You have to be very careful in dealing with the genocidal program of the Nazis because the historical events are so moving that they are easily exploited and cheapened. And you have to be careful with children on screen. They're so often childish. They so often seem to be there in order to be abused or get sick and need a kidney transplant.

These are onerous problems, but this movie manages them fairly well until the very end.

We see a relatively normal German family through the eyes of Bruno. Dad (David Thewless) is a little distant, perhaps, by our standards, but Mom (Vera Farmiga) is in charge of the kids anyway. Kinder, Kirche, Kuchen, you know? Dad is mostly around to make major decisions regarding the household.

Their house is in the countryside, far from home, but near the prison camp. Alone and friendless, Bruno wanders through the woods until he meets and befriends Shmuel. He asks Shmuel the kinds of questions an inquisitive eight-year-old might ask. "Why are you wearing striped pajamas?" Bruno begins to question his father's probity too, which is always a bad idea, especially in a traditional German family, especially when Dad is an Obersturmbannfuhrer in the SS and is killing and cremating Jews, like little Shmuel, by the thousands.
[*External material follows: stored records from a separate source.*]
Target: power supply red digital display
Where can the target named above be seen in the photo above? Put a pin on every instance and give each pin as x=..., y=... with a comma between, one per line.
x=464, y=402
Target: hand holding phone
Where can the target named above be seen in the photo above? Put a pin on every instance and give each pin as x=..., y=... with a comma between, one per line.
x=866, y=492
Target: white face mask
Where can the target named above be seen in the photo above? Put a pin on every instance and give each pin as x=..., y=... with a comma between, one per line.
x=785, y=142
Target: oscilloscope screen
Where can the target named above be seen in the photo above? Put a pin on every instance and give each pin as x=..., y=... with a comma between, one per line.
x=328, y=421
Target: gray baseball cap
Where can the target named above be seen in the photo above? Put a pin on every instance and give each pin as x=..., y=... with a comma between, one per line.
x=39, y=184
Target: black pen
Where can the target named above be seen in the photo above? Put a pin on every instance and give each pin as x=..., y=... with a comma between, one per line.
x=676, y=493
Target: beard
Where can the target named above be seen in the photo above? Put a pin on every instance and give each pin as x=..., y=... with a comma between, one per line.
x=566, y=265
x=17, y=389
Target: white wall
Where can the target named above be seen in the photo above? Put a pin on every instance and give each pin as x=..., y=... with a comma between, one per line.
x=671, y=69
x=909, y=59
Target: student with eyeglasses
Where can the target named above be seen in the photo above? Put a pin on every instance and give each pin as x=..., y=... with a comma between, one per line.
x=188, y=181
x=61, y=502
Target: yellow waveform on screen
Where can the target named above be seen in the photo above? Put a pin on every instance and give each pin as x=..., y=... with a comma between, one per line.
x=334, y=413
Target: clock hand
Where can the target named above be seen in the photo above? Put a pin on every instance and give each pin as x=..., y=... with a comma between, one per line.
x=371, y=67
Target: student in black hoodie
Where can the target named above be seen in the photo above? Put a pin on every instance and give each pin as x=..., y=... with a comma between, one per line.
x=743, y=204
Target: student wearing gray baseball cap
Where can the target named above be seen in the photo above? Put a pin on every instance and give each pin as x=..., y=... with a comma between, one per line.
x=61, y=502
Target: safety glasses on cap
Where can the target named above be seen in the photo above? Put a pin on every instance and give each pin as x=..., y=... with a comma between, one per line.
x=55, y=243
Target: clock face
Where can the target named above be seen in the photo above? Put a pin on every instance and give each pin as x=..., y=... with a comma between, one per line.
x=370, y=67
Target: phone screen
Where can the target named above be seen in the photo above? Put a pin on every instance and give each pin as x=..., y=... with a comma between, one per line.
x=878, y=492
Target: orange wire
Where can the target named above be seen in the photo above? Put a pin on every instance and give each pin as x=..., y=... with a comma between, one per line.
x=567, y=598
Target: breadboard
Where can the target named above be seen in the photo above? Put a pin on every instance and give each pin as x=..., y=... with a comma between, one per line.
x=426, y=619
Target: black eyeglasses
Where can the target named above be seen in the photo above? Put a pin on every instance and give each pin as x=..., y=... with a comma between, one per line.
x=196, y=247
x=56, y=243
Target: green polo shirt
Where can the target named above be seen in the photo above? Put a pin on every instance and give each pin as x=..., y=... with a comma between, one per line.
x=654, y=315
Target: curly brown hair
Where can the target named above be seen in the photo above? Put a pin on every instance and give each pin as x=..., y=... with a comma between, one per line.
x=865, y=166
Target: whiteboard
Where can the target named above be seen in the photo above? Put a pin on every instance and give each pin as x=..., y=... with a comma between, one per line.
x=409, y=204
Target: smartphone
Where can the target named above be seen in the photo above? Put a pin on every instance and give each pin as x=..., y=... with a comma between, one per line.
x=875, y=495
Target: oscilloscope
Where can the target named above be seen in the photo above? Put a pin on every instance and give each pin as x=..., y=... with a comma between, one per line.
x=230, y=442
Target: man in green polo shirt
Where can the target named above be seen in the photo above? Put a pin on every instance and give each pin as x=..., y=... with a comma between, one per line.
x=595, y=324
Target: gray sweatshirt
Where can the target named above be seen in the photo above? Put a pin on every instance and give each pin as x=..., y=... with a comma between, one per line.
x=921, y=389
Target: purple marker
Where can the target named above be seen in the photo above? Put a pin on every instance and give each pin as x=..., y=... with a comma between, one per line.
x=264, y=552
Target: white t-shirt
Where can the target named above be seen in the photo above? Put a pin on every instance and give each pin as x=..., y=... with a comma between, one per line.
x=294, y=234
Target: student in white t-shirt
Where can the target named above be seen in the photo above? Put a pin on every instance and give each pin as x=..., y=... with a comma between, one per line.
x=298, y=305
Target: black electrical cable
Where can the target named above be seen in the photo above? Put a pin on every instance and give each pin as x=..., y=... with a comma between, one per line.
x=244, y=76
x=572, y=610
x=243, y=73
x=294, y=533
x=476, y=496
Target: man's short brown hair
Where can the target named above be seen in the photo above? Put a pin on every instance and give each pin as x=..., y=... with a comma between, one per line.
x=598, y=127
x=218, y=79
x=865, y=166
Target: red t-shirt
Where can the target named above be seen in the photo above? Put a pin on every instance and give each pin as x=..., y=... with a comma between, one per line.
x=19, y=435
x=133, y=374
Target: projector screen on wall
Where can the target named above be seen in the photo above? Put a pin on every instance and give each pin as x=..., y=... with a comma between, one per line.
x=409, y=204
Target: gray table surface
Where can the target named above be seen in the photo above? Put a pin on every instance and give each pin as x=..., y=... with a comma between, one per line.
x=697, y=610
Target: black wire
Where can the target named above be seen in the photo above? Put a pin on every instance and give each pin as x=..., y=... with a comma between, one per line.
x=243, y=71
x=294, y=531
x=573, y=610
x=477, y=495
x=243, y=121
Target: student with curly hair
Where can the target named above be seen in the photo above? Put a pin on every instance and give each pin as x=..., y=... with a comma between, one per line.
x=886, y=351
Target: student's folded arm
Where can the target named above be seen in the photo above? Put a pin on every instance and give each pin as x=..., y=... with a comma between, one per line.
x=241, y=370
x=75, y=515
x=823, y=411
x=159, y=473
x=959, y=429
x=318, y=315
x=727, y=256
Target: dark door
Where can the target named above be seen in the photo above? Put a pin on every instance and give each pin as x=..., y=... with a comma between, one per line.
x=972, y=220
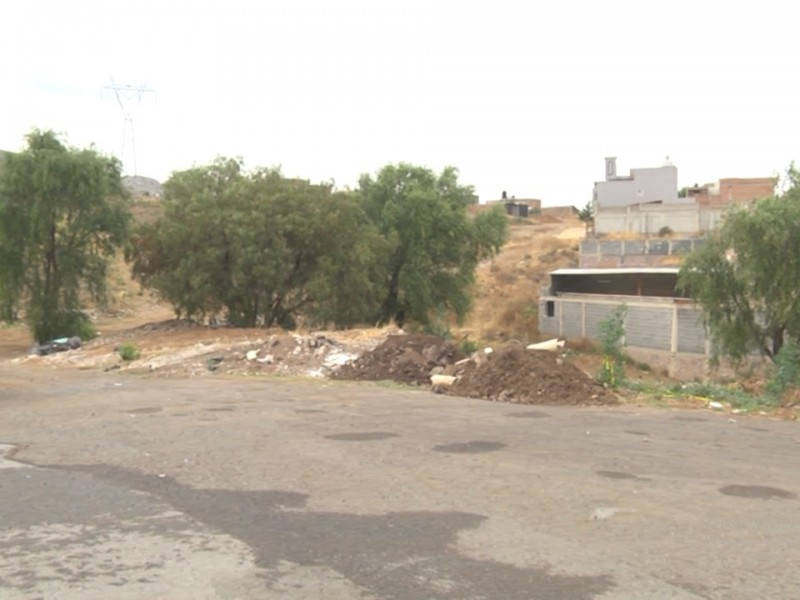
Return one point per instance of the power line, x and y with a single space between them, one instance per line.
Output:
128 97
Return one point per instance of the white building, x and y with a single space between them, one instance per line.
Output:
640 186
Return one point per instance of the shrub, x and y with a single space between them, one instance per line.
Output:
611 332
785 371
128 352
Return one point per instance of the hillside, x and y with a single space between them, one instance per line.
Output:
505 307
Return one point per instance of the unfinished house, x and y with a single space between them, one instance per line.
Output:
660 323
647 203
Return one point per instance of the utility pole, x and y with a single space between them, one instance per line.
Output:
128 98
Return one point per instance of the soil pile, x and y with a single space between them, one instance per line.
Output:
403 358
523 376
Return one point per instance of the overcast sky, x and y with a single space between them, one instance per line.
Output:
524 96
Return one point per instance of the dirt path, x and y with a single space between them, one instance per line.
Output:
286 489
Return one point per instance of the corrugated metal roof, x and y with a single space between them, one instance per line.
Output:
618 271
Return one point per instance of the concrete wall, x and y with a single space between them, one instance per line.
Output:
650 323
643 185
560 212
636 253
737 190
686 217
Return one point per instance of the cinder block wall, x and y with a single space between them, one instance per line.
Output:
636 253
652 324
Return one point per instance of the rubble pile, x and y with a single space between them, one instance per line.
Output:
409 359
516 374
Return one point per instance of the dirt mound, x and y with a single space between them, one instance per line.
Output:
402 358
523 376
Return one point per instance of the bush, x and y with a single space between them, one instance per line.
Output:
468 346
128 352
611 332
785 371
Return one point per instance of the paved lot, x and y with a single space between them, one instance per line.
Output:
123 487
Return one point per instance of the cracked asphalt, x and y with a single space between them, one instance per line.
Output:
134 487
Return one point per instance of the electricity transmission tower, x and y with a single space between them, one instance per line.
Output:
128 97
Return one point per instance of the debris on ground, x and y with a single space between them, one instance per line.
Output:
515 374
409 359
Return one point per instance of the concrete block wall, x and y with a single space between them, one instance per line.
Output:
653 325
686 217
649 327
635 253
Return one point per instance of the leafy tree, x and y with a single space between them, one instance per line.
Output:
746 277
63 212
432 246
257 248
586 214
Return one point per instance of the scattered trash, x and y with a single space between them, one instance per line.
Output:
550 345
602 513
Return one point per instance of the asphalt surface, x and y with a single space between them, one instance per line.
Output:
124 487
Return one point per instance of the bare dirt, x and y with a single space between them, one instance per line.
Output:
403 358
523 376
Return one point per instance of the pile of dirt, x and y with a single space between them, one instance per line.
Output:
515 374
403 358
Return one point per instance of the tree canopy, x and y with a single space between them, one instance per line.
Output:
255 248
746 277
433 245
63 212
258 248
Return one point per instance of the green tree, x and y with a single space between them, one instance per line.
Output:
432 245
586 214
63 213
746 277
257 248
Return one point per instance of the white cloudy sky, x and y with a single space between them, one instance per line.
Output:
523 96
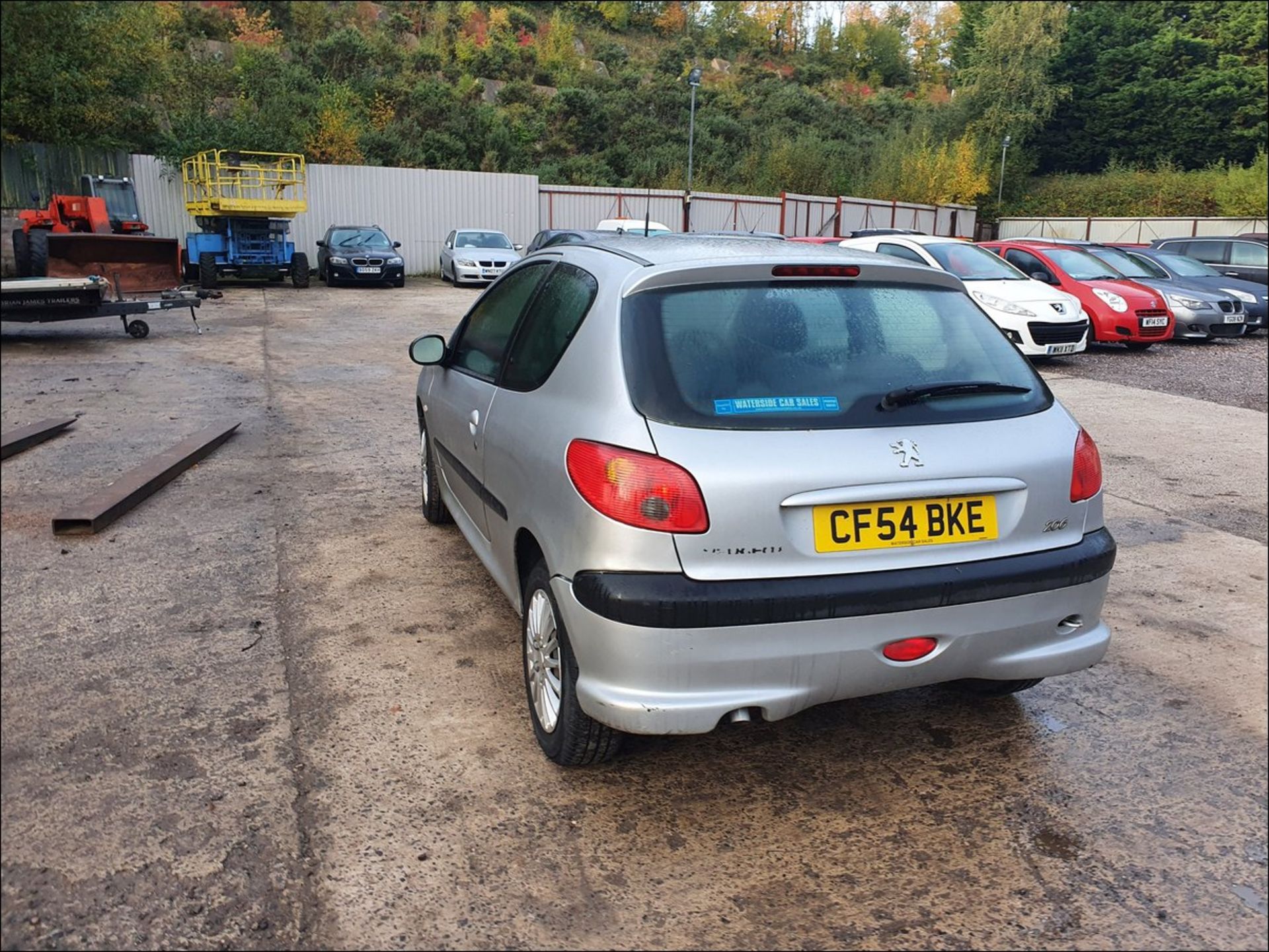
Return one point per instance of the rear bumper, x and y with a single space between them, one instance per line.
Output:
666 655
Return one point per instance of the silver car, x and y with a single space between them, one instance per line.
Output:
731 480
476 255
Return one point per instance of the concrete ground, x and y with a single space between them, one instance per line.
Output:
272 708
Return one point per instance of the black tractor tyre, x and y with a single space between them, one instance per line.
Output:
37 240
300 269
207 277
22 252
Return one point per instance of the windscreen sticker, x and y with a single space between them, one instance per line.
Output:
777 405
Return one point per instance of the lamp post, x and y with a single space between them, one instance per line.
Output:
1000 189
693 80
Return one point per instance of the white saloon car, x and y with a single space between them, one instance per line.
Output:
1041 320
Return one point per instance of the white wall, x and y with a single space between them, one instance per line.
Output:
1139 231
416 207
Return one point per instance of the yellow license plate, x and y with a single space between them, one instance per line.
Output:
898 523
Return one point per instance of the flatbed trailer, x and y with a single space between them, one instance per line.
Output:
44 299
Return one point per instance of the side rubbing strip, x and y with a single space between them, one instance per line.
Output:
672 600
475 484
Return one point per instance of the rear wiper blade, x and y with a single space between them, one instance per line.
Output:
950 388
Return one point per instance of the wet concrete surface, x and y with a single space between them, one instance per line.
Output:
272 708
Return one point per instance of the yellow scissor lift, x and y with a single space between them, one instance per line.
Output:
244 203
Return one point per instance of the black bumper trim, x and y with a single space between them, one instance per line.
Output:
670 600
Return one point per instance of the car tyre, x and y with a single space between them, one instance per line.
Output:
429 484
997 688
565 733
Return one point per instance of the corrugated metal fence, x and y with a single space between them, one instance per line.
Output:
32 168
1140 231
419 207
416 207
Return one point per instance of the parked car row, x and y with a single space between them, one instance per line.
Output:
1050 297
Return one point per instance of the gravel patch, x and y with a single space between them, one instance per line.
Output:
1230 372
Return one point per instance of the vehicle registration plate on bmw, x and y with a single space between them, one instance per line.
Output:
902 523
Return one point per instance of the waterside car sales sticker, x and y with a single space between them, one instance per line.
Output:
777 405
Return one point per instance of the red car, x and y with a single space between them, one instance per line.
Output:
1120 310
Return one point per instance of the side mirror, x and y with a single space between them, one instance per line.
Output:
428 350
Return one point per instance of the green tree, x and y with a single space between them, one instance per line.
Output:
1175 81
1005 84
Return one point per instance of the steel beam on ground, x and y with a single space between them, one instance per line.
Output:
27 437
102 509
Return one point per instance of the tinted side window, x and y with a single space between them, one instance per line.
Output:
1249 254
1210 251
484 336
900 251
549 328
1024 262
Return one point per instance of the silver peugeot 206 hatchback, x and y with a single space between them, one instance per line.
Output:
725 481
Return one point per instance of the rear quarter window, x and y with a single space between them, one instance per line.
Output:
815 355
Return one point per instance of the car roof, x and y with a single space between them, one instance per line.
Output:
695 249
1212 237
919 238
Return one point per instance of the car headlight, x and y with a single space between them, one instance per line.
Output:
1114 302
1179 301
995 303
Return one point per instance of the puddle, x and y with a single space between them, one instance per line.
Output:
1252 899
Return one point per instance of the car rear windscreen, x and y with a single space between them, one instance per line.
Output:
788 355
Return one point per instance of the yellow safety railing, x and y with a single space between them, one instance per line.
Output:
227 182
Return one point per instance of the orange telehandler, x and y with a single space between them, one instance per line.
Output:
99 234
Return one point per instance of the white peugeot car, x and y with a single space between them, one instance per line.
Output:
1041 320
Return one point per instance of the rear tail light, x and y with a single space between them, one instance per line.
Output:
910 649
637 488
1087 470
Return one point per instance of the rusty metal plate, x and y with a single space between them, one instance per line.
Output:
102 509
27 437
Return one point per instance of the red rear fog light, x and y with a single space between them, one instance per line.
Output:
910 649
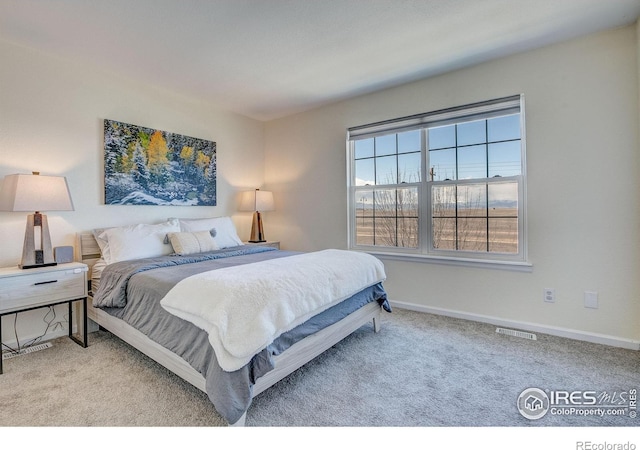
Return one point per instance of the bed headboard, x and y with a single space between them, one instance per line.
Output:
88 250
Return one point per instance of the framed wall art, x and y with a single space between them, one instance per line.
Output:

It's well photographed and nicely acted. The lead performances are fine. David Thewless isn't presented as a bald, bespectacled monster. And Vera Farmiga, with her strangely askew features, does a nice turn as the mother who discovers, all at once, that people are being murdered next door.

Some of the moments are more expectable than others. When Shmuel is discovered in some mischief, he's hustled off by a stern SS officer for a talking to. The next time Bruno meets Shmuel at the fence, Shmuel's head is down -- and we know instantly at the shot that when he lifts his face it will be battered. That's pretty cheap.

In fact, except for the family dynamics and the colloquy between Bruno and Shmuel, the trajectory of the plot is fairly predictable, at least until the very end when it falls apart completely.

It's unbelievable that Bruno could get a gander at a propaganda film produced by his father, portraying the camp as a kind of Club Med resort with games and music -- and still believe it. He has, after all, been talking at length with an inmate. It's even less believable that Bruno and Shmuel would giggle with delight as Bruno transforms himself into an inmate and crawls under the fence only a few minutes before the two of them, along with a horde of others, are swept up for extermination.

We see Farmiga reduced to hysterical weeping and Thewless stone-faced and distraught, as if, "There, that will teach them a lesson about humanity." It would have been more realistic and ending, more demanding, and equally tragic, if Bruno had said good-bye to Shmuel for the last time and left with his mother and sister for the safety of Heidelberg. The existing ending is too easy. Moral lessons aren't forced on us with such easy drama in life. As it is, the fundamentally decent Farmiga has learned nothing, and the self-disciplined Thewless will never admit to the evil he does.